祖父から三代にわたって仙台牛を育てている鈴木さん。農場では「雌牛」にこだわって120頭を飼養しています。「おいしさでは誰にも負けない」とご本人が宣言する通り、鈴木さんが育てる牛は大会で何度もチャンピオンに輝いています。
「牛は『ここが痛い』『具合が悪い』と口に出して伝えられないでしょ。今日調子いいと思っていても、次の日突然、餌を食べなくなったりする。人間が気づいてあげないといけないので、毎日気が抜けません。そうやって大事に育てた牛がチャンピオンを取ったり、高値をつけてもらったり評価されると頑張ってよかったとしみじみ思います」
鈴木さんには「仙台牛レボリューションズ」以外にも、仲卸業や小売店、飲食店など分野を超えた交流もあります。
「そういった方たちは生産現場のことも、お客様のニーズもよく知っているから、鋭い指摘をもらうこともあります。プレッシャーも感じるけれど勉強になることも多く、1頭1頭最高の肉質に仕上げようという原動力になっていますね」
中には店舗や農場を行き来し、厚い信頼をおく精肉店もあるそうです。
「まさにSDGsを体現している肉屋さんで、牛肉の部位それぞれの持ち味を活かして無駄なく魅力的な商品にしてくれるんです。もちろん味も最高で行列ができるほど。生産者のこともお客さんに紹介してくれるなど本当にありがたい存在です」生産者の思いをお客様へ、お客様の声を生産者へと橋渡ししてくれる、こうしたパートナーがいるからこそ鈴木さんはチャレンジ精神が湧いてくるとも話していました。
先人から受け継ぎ、鈴木さん自身も磨き上げてきた仙台牛ブランドの未来についても考え始めているといいます。
「チャンピオン牛を育てることも喜びですが、下の世代に仙台牛の奥深さや自分の経験を話していて、『仙台牛ってすごい!』って言ってもらえると別な喜びを感じます。
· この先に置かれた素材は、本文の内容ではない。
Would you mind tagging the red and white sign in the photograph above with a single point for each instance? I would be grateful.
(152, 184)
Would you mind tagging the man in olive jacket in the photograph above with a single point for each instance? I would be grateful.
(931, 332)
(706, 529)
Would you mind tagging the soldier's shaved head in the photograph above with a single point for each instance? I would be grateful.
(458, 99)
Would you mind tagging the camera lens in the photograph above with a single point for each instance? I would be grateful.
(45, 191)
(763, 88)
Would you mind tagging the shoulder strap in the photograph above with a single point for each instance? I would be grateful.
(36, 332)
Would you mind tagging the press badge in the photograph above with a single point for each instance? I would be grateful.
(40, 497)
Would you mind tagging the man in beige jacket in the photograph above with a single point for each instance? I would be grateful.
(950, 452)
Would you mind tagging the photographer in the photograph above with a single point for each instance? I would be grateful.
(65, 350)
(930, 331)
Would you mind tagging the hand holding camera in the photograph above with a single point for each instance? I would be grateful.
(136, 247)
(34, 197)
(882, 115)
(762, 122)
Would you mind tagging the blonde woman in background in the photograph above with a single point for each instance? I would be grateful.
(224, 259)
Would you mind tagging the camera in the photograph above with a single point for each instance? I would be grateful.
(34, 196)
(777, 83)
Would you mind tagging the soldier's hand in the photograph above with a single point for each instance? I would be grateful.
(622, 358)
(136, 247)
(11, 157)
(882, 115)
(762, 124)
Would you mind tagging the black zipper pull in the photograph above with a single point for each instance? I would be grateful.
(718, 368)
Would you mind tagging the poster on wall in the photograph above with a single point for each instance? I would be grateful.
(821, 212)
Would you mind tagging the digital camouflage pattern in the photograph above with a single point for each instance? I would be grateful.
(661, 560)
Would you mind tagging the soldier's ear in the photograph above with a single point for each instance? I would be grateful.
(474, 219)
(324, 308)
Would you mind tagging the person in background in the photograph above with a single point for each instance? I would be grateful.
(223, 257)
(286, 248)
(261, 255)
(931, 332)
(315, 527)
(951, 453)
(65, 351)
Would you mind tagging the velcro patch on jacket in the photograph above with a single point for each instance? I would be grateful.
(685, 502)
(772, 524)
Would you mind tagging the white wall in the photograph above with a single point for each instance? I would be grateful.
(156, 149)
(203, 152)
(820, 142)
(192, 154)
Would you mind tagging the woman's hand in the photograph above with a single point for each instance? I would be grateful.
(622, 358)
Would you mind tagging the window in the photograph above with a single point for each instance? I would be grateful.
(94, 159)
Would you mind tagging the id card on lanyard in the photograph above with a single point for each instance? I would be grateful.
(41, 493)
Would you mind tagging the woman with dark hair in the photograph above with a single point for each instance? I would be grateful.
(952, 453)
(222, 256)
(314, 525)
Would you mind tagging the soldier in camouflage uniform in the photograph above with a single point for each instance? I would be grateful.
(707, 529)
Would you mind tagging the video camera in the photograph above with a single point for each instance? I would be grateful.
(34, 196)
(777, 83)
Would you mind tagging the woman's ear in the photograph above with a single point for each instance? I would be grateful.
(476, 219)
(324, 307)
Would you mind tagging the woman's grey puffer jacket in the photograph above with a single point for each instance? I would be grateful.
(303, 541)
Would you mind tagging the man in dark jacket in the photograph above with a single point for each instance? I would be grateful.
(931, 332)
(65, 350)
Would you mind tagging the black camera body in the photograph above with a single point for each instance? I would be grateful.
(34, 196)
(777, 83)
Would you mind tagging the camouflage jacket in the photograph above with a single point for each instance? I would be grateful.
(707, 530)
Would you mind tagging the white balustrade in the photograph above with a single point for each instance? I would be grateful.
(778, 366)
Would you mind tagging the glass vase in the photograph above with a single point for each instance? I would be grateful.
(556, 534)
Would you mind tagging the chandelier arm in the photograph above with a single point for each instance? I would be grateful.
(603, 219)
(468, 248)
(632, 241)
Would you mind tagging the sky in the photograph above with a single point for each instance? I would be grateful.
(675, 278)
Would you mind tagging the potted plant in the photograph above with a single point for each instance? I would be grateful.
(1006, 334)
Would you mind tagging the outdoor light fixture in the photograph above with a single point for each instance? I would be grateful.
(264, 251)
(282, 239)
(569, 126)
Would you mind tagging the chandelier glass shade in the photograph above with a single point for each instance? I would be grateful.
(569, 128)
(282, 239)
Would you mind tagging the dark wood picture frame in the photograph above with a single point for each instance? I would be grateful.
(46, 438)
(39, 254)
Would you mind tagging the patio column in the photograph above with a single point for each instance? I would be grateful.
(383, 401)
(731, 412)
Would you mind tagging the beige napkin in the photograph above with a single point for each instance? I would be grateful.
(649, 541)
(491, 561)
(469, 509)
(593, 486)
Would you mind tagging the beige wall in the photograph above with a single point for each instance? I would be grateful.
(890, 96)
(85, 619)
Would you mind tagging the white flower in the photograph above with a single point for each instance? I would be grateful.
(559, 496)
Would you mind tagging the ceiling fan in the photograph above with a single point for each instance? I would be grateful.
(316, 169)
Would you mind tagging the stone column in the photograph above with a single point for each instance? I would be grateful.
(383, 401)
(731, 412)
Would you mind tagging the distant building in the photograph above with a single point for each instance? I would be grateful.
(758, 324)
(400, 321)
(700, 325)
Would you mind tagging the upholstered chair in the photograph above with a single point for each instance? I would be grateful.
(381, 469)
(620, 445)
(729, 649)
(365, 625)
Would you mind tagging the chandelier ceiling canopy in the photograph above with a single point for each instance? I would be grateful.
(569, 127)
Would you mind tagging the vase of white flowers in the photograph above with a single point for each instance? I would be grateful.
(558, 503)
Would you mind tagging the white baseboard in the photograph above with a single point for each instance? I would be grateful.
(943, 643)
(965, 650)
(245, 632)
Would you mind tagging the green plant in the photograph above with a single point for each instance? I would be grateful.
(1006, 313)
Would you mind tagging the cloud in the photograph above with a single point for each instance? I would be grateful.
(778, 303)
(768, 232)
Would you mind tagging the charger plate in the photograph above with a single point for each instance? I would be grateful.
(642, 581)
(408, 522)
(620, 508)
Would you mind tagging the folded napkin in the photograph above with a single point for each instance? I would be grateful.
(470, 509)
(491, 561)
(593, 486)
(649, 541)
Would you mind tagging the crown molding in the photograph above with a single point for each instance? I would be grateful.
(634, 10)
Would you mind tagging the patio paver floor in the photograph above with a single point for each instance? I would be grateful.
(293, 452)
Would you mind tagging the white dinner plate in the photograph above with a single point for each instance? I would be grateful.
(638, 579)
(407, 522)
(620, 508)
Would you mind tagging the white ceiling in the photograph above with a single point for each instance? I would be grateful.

若い世代に仙台牛の魅力をもっと知ってほしいし、技術を引き継いでいってほしいと思うようになりました。だから市場や講習に来る農業高校の生徒にも積極的に声をかけて話すようにしています。自分にも経験がありますが、プロの話はいつも発見があったし、チャレンジ精神をかきたててくれるんだよね」県内の農業高校では肉牛を専攻する生徒たちが全国大会に出場し活躍し始めています。近い将来、次世代の「仙台牛レボリューションズ」を、鈴木さんに憧れた子どもたちが引っ張っていってくれるかもしれませんね。